What are the most prevalent ways that health insurers are looking into wearables for their beneficiaries?
Dans: So far, most health insurers are just trying to learn more about their beneficiaries, understand their habits, and to what extent they live a healthy life or not. If they detect potential health concerns, they might provide advice or increase the cost of the policy, even to a limit when they pretty much invite them to go someplace else. That is a totally incorrect approach, and most likely, it will become illegal at some point following the ideas outlined in the Genetic Information Non-discrimination Act (GINA). The correct approach is to try to monitor their beneficiaries in order to provide them, as the term implies, with the biggest benefit: a proactively managed healthcare, one that reduces morbidity and mortality due to an advanced, algorithmic monitorization, and suggestion the proper course of action before the illnesses and serious problems hit.
Do you think there is a cause for concern about privacy when it comes to wearables? How are providers and insurers handling privacy when it comes to wearables?

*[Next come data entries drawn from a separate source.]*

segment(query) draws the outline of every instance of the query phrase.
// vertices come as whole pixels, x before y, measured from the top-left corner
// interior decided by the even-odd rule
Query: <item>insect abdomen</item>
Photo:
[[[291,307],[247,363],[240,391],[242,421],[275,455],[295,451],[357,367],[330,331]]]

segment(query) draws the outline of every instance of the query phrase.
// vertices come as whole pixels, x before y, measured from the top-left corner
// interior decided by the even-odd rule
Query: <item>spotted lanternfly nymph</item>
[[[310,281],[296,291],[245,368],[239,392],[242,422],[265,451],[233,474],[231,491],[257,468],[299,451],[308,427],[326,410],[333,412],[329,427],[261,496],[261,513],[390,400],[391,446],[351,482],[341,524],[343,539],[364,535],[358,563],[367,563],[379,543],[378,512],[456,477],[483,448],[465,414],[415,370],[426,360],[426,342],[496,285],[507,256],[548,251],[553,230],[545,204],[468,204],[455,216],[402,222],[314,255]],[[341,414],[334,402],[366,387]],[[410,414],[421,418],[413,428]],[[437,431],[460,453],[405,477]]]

Dans: Privacy is a growing concern, and it has to be managed carefully. First of all, companies need to drastically increase the quality of their security practices. We cannot accept the aphorism "companies are divided into those that have been hacked and those that will be" when it comes to our health data, no one would trust a company that gets hacked every now and then. Second, they need to understand the value of permission: we give permission to access our data to companies that put these data to a good use. We give permission to Google because, after all, what we see is that, after gathering all of our data and getting to know us more than ourselves, all we see is better targeted ads. We don't trust Facebook anymore because we notice that they not only capture our data and share it with pretty much anyone who can create an app, which means everyone, good or evil, but also get hacked often and even allow evil actors to design massive manipulation strategies to influence elections, etc. Companies need to understand that they need to be like Google and not like Facebook. We will surrender our data when we clearly see what's in it for us in terms of benefits: better healthcare, cheaper prices, faster attention and better alerts.
How easily is data transmitted from wearables to doctors? Is interoperability still a barrier when it comes to wearables?
Dans: Wearable manufacturers need to understand the value of open data. Manufacturers that try to control our data and preclude us from exporting it or share it with other apps will fail. Apple, for instance, embraces the fact that our data is exactly that, ours, we own them and have the right to do whatever we decide to do with them. If you want to donate your data to teams of researchers, physicians or scientists that make healthcare progress, Apple provides you - and them - with a ResearchKit™ that allows them to develop specific apps, gather data, run tests, etc. The ability to offer apps that gather data from all types of wearables and their sensors, integrate them properly, discard systematic errors and draw proper conclusions will become increasingly important.